The eight identical Synergistic Processor Elements (SPEs) are optimized for compute-intensive applications in which a program's data and instruction needs can be anticipated and transferred into the local store (LS) by DMA while the SPE computes using previously transferred data and instructions.
The streaming data sets in 3D graphics, media, and broadband communications are examples of applications that run well on SPEs. However, the SPEs are not optimized for running programs that have significant branching, such as an operating system. Each SPE supports only a single program context at any one time. Typically, the operating system runs on the PPE, and user-mode threads are execute on the SPEs.
The SPEs achieve high performance, in part, by eliminating the overhead of load and store address translation, hardware-managed caches, out-of-order instruction issue, and branch prediction. Instead, the SPEs capitalize on the high computational efficiencies that can be obtained for streaming-data applications by providing a large (128-entry by 128-bit) unified register file, dual-instruction issue, and high DMA bandwidth between the LS and main storage.

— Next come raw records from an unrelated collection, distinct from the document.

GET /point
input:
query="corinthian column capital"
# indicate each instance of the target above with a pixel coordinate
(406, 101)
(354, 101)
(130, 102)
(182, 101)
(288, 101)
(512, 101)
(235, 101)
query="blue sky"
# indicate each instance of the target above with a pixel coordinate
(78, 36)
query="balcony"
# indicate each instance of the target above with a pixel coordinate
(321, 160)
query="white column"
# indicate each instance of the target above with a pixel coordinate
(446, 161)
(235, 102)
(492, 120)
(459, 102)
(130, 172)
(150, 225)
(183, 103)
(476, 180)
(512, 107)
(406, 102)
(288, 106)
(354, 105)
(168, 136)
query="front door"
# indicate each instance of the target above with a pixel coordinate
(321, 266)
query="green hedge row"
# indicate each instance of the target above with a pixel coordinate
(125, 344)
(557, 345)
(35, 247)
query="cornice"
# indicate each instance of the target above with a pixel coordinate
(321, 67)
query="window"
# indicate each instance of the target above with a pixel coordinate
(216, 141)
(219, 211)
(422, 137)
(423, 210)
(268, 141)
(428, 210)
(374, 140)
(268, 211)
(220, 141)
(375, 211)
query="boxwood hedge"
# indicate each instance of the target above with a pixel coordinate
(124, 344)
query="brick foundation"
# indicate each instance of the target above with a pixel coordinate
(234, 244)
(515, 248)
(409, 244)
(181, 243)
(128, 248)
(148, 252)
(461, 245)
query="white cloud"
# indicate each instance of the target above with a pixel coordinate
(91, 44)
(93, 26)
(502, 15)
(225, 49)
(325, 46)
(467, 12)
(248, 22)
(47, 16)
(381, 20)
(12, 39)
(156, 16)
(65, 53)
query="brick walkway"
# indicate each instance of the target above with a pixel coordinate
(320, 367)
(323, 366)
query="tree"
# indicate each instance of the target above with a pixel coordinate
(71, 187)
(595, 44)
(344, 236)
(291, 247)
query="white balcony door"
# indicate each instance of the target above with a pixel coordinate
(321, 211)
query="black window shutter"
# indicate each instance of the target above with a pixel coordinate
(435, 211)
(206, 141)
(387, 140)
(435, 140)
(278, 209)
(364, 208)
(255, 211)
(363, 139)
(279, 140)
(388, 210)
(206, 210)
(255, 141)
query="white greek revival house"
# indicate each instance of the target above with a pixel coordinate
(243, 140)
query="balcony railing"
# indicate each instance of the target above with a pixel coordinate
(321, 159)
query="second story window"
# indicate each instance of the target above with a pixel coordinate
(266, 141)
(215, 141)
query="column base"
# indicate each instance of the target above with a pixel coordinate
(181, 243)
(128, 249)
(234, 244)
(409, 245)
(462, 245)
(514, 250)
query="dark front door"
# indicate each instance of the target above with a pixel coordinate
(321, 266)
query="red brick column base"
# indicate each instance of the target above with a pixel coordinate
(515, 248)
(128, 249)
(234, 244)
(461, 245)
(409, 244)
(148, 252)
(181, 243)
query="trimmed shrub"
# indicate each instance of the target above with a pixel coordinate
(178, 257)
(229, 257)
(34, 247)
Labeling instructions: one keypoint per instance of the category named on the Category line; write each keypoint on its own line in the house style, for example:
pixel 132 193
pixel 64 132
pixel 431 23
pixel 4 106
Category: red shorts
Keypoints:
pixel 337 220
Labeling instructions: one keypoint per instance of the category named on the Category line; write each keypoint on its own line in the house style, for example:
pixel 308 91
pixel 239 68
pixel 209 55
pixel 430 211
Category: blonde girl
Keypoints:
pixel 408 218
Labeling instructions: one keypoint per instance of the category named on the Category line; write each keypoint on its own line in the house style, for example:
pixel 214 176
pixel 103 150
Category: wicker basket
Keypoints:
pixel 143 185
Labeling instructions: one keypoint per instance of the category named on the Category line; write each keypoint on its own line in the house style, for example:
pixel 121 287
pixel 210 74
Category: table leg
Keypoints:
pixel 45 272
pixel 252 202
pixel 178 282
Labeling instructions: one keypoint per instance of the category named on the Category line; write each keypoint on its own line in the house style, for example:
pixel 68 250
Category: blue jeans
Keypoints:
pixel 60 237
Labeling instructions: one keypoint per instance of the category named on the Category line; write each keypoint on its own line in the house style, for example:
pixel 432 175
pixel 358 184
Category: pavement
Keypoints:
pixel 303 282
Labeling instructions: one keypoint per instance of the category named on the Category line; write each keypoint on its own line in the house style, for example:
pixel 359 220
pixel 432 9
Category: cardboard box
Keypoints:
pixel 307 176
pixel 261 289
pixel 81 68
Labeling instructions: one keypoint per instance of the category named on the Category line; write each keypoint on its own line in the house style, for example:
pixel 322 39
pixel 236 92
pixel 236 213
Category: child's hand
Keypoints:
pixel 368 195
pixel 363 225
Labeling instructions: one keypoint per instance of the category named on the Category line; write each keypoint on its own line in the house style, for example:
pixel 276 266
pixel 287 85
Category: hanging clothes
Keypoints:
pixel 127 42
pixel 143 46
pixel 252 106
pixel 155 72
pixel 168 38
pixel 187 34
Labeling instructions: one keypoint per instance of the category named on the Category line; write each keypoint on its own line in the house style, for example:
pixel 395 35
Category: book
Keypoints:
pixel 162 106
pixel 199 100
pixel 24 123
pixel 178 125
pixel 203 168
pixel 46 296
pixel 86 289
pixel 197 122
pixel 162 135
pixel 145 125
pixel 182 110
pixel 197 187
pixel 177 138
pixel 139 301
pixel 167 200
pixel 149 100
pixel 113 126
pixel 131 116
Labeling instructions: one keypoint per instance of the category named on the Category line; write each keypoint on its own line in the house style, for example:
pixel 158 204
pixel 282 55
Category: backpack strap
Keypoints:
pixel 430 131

Each SPE supports the single-instruction, multiple-data (SIMD) instruction architecture, described in the SPU Instruction Set Architecture . Although details of this instruction set are given in the sections that follow, an SPE is normally programmed in a high-level language like C or C++. The SPU instruction set is supported by a rich set of language extensions for C/C++, described in the C/C++ Language Extensions for Cell Broadband Engine Architecture specification. These extensions define SIMD data types and intrinsics (commands, in the form of function calls) that map to one or more assembly-language instructions, giving programmers very convenient and productive control over code performance without the need for assembly-language programming.